Our Khairang Bethany mountain school continues to thrive, with children now divided into three classes, taught between the two teachers. The latest excitement has been the provision of classroom furniture for the school, all made by local parents, and received with enthusiasm by the children. No more lessons on the floor, but the chance to get accustomed to sitting and working at a table. Most of our children live in homes where there is no furniture; they sit on the floor and sleep on piles of corn cobs. We believe in doing all we can to prepare our children for transition to the local government school and so being comfortable with furniture is just one aspect of this.
For me, one of the highlights of the trip was 50 children playing parachute games for the very first time with delighted screeches of joy. There was such a riot of colour with all the children in their bright new Stand by Me T-shirts, and their stamina for moving the parachute up and down was astounding! Two hours later they had to be persuaded to come and have their lunch!
We are delighted that, since we started the Bethany School, eleven of our children have transferred to the local government school to join Babitra, our first ever student to make this move. This is testimony to what access to an education in these remote hills can achieve. Our children come from a culture that puts little value on some because of the family they are born into, but a confidence building early education is making a difference to the opportunities that the children can enjoy as they grow up.

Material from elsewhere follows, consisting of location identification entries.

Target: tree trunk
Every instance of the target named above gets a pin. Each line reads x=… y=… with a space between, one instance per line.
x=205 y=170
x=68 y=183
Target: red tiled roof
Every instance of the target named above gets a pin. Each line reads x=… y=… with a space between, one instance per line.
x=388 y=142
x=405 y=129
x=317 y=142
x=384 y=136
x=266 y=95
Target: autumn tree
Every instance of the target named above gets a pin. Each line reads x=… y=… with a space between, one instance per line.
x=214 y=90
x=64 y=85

The work has enabled children to look forward to changing school with heads held high, confident they have the academic skills to join a new class and the self confidence to know they are valued and loved. For a people described by many as ‘being unable to love’, I am so heartened by the warmth that our children now show, being greeted with smiles instead of faces being hidden away and with giggles as we enjoy simple games together and they make fun of my Nepali.